Robert Whalen, a spokesman for the current Comptroller Thomas DiNapoli said DiNapoli determined after a review that the strategy of investing in 184 funds through seven fund-of-funds was “suboptimal” due to redundant investments, unwanted correlations between the funds’ results and the stock market’s performance, and costly fees, Reuters reported. Clipping some of the fund managers also means placement agents who have been hired by them and who have been swept up in the state attorney general’s pension kickback probe can no longer collect ongoing fees.
As an example, Reuters noted that former hedge fund manager Barrett Wissman, the first of two individuals to plead guilty in Attorney General Andrew Cuomo’s kickback investigation, was formerly associated with Texas-based Hunt Financial Ventures. New York’s pension fund invested a total of $100 million with Hunt Financial Ventures, which only produced a $7 million return from January 2005 to December 31, 2007, when the investment was ended, according to the comptroller’s data.

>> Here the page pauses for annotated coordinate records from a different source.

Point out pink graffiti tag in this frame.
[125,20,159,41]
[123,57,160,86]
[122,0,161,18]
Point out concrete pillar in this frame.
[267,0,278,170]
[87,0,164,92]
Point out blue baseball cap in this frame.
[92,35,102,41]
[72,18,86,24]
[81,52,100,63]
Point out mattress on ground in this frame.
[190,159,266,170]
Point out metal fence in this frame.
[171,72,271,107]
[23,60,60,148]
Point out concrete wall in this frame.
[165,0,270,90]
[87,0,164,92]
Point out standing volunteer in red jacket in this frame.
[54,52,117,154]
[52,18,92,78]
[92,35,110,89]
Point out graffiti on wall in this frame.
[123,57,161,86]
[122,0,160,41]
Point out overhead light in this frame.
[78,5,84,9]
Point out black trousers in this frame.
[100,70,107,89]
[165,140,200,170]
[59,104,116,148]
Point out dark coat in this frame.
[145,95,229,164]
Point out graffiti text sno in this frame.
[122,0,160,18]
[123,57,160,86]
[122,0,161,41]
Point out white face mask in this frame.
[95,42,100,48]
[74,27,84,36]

DiNapoli is still reviewing all transactions that took place under former state comptroller Alan Hevesi, a list that includes private equity funds (see DiNapoli Sues Aldus over Pay-to-Play Scheme ).
Both New York state and New York City’s pension funds voted to block new capital investments with private equity firm Quadrangle due to its ties to the pension probe (see Report: Auto Czar’s Investment Firm Focus of Pay-to-Play Probe ), but were overruled by other investors. The state’s fund has not yet decided if it will exit its Quadrangle investment, the state comptroller’s spokesman said, according to Reuters.
Other hedge funds DiNapoli axed that also have links to Cuomo’s probe include Memphis-based Consulting Services Group and Pequot Capital Management, the news report said.